This is a general question for the homotopy theory crowd: How does one go about computing the homology and homotopy groups of homotopy fixed point spaces $X^{hG}:= Map^G(EG, X)$ for the action of a group $G$ on a space $X$? There seem to be some tools:
- Lannes' theory: which allows you to compute (or at least say something about) $H_*(X^{hG}, \mathbb{F}_p)$ when $G$ is a $p$-group.
- Homotopy fixed point spectral sequences, which allow you to compute the stable homotopy groups of homotopy fixed point spectra.

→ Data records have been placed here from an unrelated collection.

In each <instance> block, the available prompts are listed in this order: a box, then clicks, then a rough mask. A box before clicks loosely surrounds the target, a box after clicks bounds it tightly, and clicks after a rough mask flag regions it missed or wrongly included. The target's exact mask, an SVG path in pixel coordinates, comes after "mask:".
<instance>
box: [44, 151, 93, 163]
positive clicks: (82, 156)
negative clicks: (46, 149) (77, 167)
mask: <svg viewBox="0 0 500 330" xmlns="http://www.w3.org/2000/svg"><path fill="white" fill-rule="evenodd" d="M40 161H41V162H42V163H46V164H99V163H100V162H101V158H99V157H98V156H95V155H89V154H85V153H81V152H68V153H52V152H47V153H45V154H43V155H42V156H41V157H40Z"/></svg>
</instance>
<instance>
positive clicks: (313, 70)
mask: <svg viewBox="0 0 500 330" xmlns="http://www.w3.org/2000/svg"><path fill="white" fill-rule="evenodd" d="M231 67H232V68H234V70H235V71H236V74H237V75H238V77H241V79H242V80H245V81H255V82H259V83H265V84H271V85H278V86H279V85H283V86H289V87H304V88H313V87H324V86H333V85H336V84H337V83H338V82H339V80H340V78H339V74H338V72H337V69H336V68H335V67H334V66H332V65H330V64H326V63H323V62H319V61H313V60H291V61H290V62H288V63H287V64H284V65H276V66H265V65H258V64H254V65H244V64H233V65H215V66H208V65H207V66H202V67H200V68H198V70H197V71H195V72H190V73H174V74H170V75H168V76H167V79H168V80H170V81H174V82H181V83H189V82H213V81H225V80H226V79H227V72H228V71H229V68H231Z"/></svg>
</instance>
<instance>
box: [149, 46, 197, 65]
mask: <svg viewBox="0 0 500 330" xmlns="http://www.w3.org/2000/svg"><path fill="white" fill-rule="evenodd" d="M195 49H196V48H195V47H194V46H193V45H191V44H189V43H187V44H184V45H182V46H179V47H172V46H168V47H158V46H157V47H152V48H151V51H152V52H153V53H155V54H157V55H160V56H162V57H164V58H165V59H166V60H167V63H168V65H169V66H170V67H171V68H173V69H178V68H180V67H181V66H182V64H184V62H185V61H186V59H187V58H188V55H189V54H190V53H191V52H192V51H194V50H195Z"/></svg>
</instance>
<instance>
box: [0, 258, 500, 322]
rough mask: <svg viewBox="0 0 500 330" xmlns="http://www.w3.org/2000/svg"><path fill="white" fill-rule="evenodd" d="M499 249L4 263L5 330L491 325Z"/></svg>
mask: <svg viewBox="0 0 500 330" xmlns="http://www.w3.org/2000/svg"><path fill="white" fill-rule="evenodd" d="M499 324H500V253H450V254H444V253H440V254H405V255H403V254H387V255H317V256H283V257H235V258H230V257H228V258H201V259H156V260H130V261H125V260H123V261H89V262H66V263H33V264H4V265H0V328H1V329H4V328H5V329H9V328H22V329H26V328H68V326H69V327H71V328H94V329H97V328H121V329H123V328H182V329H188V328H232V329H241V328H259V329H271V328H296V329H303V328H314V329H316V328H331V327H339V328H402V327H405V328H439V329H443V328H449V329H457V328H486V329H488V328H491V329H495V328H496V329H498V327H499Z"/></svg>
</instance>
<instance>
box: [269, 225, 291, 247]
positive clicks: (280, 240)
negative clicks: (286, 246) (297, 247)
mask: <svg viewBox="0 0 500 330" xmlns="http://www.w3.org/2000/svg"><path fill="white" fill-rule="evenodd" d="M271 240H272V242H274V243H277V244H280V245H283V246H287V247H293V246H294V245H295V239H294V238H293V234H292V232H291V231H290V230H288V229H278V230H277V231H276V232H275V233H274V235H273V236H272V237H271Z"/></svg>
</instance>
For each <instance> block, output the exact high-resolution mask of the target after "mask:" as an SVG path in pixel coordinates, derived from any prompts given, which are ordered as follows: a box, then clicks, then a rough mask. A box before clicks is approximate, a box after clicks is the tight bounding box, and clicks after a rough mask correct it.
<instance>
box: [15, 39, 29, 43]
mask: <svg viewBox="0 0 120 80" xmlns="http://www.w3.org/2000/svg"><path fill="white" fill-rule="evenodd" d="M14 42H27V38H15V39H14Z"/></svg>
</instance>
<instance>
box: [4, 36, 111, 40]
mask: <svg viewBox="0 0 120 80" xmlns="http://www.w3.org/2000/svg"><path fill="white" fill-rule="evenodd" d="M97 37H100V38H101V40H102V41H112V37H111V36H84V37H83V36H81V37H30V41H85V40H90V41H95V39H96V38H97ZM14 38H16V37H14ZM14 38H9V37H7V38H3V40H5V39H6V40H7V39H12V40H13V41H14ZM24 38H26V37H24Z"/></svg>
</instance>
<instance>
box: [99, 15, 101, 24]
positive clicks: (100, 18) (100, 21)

Are there other tools out there? I feel like (1.) should be the harder version of a fact that I'm missing about computing $H_*(X^{hG}, \mathbb{F}_p)$ when $|G|$ is coprime to $p$. Regarding (2.), is there any hope of an unstable homotopy fixed point spectral sequence?
Best Answer
Hej Craig,
Re (2) as Tilman says in his comment, there is an unstable homotopy fixed point spectral sequence, a special case of the spectral sequence of a homotopy limit as described by Bousfield and others.
Re (1) when X is finite (and more generally), Lannes theory should be seen as generalization of ordinary Smith theory. Smith theory only works for p-groups, so I don't think it is a harder version of a prime-to-p statement.